CINEMA WAS A major shaping force on my young imagination. One film in particular which worked its magic was The Fisher King, a New York-set reimagining of the Grail quest. In that film, the most fascinating character is an antisocial, quixotic mystic who disrupts the life of another to get to the truth of things. I couldn’t stop thinking about this when reading Lewis Hyde’s new book, Trickster Makes This World. Like his previous book The Gift, this new title revels in the spirit of creativity. Hyde seems to be asking: Where are the opportunities for a kind of wild energy?

Trickster Makes This World explores the ways in which there are little ‘air-

pockets’ in which rules can be bent, maybe even broken, and in which we can subsequently let our sense of self breathe a little differently. In doing so, we energise the world.

At the heart of the book is Hyde’s ambition to “argue that the origins, liveliness, and durability of cultures require that there be space for figures whose function is to uncover and disrupt the very things that cultures are based on. I hope to give some sense of how this can be, how social life can depend on treating antisocial characters as part of the sacred.”

In The Gift, Hyde wrote about how to keep the spirit of generosity and creativity alive in a culture that perhaps doesn’t always seem to value either. Trickster complements that book with its analysis of the trickster mode. In effect, it offers a thrilling variation on a theme and it’s compelling to think about how one could apply something of what Hyde discusses to one’s own thinking and action.

Trickster moves across a wide range of narratives, myths, tribal stories and particular cultural figures, offering up a thrilling range of connections and reference points bracketed under sections with always fascinating titles such as ‘An Attack of Accidents’ and ‘The First Lie’.

Starting out with Native American tribal cultures and their emphasis on trickster figures, the book then moves out to classical mythology and Norse myth and then on to certain modern artists and public figures who have found ways to reimagine their place.

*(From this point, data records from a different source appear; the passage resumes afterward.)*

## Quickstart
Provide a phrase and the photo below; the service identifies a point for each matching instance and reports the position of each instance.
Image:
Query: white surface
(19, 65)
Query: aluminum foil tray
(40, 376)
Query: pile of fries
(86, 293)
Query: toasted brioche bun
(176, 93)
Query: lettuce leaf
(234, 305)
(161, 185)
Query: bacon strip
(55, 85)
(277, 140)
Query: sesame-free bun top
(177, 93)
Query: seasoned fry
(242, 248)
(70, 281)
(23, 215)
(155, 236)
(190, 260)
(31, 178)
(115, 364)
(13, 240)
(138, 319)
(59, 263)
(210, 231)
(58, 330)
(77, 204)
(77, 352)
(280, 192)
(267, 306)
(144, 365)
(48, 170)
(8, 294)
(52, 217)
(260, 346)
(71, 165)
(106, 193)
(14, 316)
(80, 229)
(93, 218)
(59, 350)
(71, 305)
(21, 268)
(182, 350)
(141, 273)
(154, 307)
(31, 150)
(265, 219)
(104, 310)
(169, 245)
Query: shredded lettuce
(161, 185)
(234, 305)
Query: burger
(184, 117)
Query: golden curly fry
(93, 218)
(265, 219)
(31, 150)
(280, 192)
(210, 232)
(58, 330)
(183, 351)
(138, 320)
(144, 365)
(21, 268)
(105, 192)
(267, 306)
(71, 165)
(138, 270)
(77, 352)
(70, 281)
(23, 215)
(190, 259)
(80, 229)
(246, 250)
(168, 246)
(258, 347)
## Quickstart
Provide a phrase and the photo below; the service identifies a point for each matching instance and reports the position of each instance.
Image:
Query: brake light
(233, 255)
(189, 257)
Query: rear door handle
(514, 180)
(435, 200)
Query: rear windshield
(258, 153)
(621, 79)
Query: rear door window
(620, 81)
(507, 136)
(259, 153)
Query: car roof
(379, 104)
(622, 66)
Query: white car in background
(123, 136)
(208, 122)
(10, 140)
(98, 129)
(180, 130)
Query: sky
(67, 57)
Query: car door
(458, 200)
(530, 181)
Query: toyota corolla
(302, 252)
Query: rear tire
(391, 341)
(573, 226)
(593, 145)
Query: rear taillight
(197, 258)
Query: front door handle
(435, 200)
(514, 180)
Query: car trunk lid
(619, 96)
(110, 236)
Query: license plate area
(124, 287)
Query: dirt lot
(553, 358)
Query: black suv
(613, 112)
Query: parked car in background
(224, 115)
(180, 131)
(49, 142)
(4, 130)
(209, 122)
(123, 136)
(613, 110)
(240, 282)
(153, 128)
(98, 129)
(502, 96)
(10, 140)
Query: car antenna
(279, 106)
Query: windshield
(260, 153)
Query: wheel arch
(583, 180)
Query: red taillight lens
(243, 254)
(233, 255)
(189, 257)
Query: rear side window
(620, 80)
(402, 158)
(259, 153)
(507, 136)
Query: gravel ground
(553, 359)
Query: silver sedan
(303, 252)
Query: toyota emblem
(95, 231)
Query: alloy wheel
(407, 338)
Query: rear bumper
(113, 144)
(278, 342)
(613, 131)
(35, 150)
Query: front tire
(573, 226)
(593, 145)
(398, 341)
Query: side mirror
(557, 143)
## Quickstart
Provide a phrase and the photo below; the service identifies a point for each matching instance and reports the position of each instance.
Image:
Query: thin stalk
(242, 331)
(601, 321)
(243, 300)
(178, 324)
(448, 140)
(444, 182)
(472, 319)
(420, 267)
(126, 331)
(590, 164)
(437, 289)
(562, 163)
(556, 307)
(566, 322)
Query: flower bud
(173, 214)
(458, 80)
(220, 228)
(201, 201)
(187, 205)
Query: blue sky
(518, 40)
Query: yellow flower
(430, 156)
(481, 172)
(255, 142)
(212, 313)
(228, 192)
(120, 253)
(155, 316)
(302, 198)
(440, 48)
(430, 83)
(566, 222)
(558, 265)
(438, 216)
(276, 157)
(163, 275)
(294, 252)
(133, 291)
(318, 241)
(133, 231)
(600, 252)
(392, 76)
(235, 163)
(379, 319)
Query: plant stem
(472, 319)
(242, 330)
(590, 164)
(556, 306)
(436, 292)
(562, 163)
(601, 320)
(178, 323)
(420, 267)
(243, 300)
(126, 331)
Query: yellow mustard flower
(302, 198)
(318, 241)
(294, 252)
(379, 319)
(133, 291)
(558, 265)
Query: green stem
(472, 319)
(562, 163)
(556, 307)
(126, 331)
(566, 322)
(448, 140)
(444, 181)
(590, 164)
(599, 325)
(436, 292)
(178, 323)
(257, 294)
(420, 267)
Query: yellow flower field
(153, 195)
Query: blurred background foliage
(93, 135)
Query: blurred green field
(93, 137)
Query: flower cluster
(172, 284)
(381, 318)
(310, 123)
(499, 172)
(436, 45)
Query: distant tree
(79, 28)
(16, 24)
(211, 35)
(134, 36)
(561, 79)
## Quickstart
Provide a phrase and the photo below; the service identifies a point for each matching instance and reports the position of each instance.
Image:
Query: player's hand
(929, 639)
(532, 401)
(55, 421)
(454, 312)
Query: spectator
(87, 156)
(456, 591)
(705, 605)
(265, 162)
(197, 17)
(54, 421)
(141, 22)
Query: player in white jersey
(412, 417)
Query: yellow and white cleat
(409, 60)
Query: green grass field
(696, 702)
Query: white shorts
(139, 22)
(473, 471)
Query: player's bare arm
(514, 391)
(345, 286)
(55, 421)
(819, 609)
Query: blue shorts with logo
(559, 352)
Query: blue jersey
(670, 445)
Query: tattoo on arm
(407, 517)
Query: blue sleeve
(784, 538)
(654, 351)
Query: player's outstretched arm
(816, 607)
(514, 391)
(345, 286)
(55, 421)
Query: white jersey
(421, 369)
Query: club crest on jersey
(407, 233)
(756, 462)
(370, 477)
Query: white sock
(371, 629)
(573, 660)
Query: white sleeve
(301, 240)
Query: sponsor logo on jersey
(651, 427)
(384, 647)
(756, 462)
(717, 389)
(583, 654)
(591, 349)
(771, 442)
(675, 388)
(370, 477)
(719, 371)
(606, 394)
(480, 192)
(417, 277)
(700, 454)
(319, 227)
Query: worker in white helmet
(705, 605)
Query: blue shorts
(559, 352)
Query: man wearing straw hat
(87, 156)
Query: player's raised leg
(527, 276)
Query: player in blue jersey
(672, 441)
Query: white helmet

Hyde develops his enquiry in order “to think more broadly about the kind of inventiveness that is figured in the mythology, the kind of art, in particular, that might spring from trickster’s spirit”.

Trickster Makes This World is built on a fascinating opening part entitled ‘Trap of Nature’, which defines the trickster concept and figure. This understanding is then used to anchor the ensuing, wide-ranging explorations on which Hyde takes us. The book works with ideas around shame, art and beauty, matters of gender and the value of accident and chance. Hyde brings into play the mythic figure of Hermes and also the very real former slave of 19th-century America, Frederick Douglass. These are utterly different characters yet are bound by a shared trickster sensibility which has “the ability to create or work with contingency”.

Trickster Makes This World, then, is a thoughtful celebration of myth and story that reminds us to always keep the door open and go with the flow. Like the equally attuned contemporary writer John Armstrong in his books Conditions of Love and Life, Love, Goethe, Hyde connects the specifics of a story, or the biographical detail of a life, and applies it easily to the more universal concern.

French film-maker Jean Renoir spoke of the need to always leave a door open on his film sets in case something occurred beyond that might usefully inspire the work being created. This openness to chance and the unexpected is what Hyde wants us to latch onto. With Trickster Makes This World, he has given us another guidebook and map to the landscape of our creative powers. Perhaps the quiet challenge now is to invest aspects of our lives with the fluid thinking of the trickster figure. Hyde tells us that the trickster has a mind that “can form an image or representation of some sort and ‘float it’…”

I imagine some readers will derive encouragement from this book. I hope so. I know I have. For someone like me who often frets too much about the done thing and gets caught in certain ‘traps’ of thought and action, Trickster Makes This World is a powerful reminder to stay seriously playful.

James Clarke teaches Film Studies at the University of Sussex and is currently working on two books about cinema.